How many people are currently living in the United States with Intellectual and Developmental Disabilities (IDD)?
What health problems do individuals with an IDD frequently have?
How many individuals with IDD have access to health care?
The answers to questions like these are critical to developing policies and services that effectively support the health and well-being of individuals with IDD and their families.
In other words, improving health outcomes and health equity require good policies. Good policies require good data.
Unfortunately, when it comes to understanding the lives and health experiences of people with IDD, there is still a lot we do not know. This is in part because individuals with IDD are often left out of national health surveys.
To address this gap and ultimately achieve greater health equity, ACL and our federal partners across the U.S. Department of Health and Human Services worked with researchers, community partners, individuals with intellectual and developmental disabilities, and other stakeholders to develop two reports which were released earlier this month.

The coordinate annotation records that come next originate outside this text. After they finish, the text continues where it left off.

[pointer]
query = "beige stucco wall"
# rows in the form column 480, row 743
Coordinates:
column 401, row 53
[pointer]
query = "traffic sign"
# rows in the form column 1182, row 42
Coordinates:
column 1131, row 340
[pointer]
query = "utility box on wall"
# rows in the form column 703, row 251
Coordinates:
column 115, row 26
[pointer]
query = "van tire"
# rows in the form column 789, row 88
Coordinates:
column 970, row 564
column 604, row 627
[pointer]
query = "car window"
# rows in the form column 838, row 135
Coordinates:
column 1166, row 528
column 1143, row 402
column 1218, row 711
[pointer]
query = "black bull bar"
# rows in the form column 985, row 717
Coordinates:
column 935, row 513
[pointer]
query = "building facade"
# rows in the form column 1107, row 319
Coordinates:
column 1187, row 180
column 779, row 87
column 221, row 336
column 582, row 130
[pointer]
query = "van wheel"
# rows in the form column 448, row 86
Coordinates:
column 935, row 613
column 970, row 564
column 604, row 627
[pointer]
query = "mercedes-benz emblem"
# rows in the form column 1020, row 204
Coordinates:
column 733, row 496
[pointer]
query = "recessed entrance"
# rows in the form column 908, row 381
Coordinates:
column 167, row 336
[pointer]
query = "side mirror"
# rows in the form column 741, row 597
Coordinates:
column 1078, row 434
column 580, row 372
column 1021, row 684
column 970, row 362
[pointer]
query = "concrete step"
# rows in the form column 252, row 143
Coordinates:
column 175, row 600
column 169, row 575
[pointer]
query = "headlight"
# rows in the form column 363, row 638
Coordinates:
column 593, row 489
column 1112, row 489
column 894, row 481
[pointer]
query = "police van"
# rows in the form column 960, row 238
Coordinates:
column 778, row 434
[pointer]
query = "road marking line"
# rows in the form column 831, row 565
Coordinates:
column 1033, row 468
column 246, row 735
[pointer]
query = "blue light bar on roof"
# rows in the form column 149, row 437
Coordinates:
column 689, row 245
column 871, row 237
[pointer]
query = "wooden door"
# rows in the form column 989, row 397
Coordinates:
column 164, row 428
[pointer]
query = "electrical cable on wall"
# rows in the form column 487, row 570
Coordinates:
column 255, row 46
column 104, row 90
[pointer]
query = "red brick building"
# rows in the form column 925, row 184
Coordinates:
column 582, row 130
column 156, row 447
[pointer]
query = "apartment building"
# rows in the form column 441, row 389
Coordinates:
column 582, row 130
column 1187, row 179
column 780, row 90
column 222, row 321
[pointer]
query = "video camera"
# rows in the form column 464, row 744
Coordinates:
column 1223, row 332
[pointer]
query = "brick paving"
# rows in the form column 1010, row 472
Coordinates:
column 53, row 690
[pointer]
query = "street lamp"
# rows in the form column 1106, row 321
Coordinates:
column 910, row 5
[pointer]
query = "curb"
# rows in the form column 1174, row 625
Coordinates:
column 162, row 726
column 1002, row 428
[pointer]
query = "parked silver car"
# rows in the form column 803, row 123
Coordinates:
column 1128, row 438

The first report, “Working Through the Data Conundrum: Identifying People with Intellectual and Developmental Disabilities in National Population Surveys,” recommends new questions that could be used on national population based surveys, such as the National Health Interview Survey, to identify individuals with IDD. This would allow us to collect information about the health status and number of Americans with IDD. ACL is now working with the National Center for Health Statistics at the Center for Disease Control to test the recommended set of questions.
The second report, “Enriching our Knowledge: State and Local Data to Inform Health Surveillance of the Population with Intellectual and Developmental Disabilities,” explores how state-level data can be used to know more about the health status of the IDD population. The report highlights the following best practices from four states:
- California has been collecting data on race, ethnicity, and language within the IDD population to work towards culturally competent services.
- Washington has been collecting data on people with IDD who are not receiving state services, a population missing from administrative data sets.
- South Carolina’s “data cube” brings together administrative data from a variety of sources to identify trends by age, gender, race, disability type, and more.
- Ohio hired a “super user” to create data linkages that allow the state’s IDD department to use Medicaid data to better understand the populations they serve.
I hope these reports will shine a new light on the importance of data in making sound policy decisions and spark much needed conversations and action to achieve greater health equity for the population we serve.
ACL staff also contributed to several articles published in the October issue of the journal Intellectual and Developmental Disabilities, titled, “On Counting What Matters: Finding Adults With Intellectual and Developmental Disabilities in Population Health Data," Free abstracts from the issue are available to the public.
All of us at ACL are excited about this momentum. We look forward to building on it to move the conversation forward and advance policies that achieve greater health equity.